What do you think society looks like, in a thousand years, if "strong AI" is developed within a hundred? Do humans still control the 'general direction' of society? Their own personal fates? What role does AI play / not play?

If the concern is that AI will drive us to (near) extinction like humans have whales, I would observe that culling humans seems to lack the economic incentives of whaling -- although it's unclear from the whales' perspective what those incentives are, I suppose. Matrix-like human farming arrangements seem like fiction tropes, but not practical future realities.

Compared to our ancestors a few centuries ago, we consider ourselves wiser in many ways, and we appreciate the conserving wildlife is worth dollars we might spend elsewhere in many cases (although admittedly our actions fare quite poorly). I see the particular case of AGI capable of consistently outsmarting and overpowering humans but also incapable of having a rational discussion about why human culture is worth preserving over paperclips seems unlikely. Worth considering, certainly, but the singular focus on it seems driven by a God-less eschatology in which humans are presumed to be not worth saving.
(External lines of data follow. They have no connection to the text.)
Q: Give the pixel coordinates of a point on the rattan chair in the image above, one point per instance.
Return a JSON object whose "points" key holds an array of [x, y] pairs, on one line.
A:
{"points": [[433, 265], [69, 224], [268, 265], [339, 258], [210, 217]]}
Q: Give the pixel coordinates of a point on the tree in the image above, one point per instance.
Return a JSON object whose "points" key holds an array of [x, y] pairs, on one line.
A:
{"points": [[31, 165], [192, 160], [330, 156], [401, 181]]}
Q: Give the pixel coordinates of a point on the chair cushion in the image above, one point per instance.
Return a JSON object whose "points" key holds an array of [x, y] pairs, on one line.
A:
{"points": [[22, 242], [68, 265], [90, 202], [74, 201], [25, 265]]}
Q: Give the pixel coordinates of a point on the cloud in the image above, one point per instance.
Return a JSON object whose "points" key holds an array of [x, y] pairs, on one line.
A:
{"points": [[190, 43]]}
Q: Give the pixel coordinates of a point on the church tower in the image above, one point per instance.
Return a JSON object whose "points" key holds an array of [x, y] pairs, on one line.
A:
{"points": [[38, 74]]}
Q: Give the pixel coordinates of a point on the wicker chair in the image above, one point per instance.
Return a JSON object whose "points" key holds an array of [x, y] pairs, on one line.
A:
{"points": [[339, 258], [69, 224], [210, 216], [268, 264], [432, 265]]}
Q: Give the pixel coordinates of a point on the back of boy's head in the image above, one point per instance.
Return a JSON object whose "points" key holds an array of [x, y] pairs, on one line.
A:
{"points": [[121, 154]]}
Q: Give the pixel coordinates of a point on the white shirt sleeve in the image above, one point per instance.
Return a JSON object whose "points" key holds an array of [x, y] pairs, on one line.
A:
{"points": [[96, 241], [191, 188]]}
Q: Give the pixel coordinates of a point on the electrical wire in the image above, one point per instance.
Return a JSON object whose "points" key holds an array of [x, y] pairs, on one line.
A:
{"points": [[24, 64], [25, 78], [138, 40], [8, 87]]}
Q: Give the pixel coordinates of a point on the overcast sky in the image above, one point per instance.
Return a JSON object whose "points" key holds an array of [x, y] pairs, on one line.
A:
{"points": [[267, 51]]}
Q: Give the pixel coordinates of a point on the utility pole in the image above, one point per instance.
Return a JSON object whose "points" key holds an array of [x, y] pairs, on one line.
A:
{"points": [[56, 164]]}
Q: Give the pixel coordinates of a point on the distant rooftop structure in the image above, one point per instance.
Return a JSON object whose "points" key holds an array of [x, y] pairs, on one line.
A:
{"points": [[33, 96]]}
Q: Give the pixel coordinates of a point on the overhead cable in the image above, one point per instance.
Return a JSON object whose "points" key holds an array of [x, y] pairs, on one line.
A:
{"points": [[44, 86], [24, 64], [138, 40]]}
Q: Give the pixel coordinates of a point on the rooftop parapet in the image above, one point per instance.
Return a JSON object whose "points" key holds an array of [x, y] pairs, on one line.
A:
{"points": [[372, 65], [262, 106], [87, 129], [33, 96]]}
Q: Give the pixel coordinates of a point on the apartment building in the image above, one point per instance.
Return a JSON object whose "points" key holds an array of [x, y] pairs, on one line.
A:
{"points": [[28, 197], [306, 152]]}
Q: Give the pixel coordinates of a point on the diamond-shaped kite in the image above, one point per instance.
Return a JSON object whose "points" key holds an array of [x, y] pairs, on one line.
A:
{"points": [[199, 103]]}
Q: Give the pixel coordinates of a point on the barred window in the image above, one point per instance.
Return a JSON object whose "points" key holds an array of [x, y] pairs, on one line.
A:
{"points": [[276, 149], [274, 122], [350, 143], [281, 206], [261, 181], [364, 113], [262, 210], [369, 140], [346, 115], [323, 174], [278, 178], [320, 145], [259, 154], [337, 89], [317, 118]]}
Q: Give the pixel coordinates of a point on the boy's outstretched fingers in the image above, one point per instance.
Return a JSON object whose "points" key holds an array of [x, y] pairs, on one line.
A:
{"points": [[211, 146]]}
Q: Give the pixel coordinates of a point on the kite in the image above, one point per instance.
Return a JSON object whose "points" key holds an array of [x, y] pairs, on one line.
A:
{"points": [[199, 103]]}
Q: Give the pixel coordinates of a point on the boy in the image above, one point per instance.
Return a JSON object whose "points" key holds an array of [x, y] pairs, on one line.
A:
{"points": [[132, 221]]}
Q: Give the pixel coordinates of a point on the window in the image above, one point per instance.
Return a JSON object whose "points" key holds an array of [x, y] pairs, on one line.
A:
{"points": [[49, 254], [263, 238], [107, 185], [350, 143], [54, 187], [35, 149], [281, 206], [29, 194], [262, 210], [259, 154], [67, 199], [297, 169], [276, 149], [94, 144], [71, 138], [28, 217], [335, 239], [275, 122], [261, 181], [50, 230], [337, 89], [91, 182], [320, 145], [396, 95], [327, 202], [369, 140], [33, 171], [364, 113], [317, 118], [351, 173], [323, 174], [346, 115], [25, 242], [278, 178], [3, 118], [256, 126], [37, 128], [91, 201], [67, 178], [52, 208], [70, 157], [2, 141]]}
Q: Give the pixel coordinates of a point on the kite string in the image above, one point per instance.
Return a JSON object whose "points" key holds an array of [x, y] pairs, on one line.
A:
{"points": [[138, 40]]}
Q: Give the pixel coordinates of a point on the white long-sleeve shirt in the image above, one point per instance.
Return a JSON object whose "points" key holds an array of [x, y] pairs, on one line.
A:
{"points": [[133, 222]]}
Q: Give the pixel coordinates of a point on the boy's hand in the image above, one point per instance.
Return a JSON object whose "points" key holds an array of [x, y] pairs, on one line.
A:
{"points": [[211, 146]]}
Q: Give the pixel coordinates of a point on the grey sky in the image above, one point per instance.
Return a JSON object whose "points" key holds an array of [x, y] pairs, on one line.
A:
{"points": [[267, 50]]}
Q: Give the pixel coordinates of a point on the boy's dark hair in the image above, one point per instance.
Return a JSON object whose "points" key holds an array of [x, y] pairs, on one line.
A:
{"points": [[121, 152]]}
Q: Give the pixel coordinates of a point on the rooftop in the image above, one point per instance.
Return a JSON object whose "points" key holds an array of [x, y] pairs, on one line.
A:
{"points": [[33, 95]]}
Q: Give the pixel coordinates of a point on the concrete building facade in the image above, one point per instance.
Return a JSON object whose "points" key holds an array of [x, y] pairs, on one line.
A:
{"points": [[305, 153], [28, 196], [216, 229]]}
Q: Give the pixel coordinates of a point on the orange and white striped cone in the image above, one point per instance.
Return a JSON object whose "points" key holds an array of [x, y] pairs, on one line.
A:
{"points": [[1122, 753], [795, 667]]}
I'm not sure what that "rational discussion about why human culture is worth preserving" would look like if one agent didn't already values those things more than almost any competing concern. How much of your time do you dedicate to preserving, idk, virus culture? Random rock pile culture? Could ghonorrea or tuberculosis convince you that its presence (and use of precious resources such as human bodies) was a net positive, if it were sufficiently eloquent?

How much of your time do you dedicate to preserving, idk, virus culture? Random rock pile culture? Could ghonorrea or tuberculosis convince you that its presence (and use of precious resources such as human bodies) was a net positive, if it were sufficiently eloquent?

Probably? We still keep around Smallpox samples in labs purely for the potential research its genetic diversity brings. People are surprisingly passionate about random rock piles, doubly so for interesting cases [1] [2] [3] [4]. There are a few Star Trek episodes that ponder the idea of sentient parasites, for which I'd admit the answers are less clear.

Okay, but smallpox is a good example - we keep it in an entirely disempowered state, as we do for almost all wildlife. But again, if we didn't already think something was worth keeping around in the state they want to be kept in (e.g. serial killers), what could they possibly say to change our minds?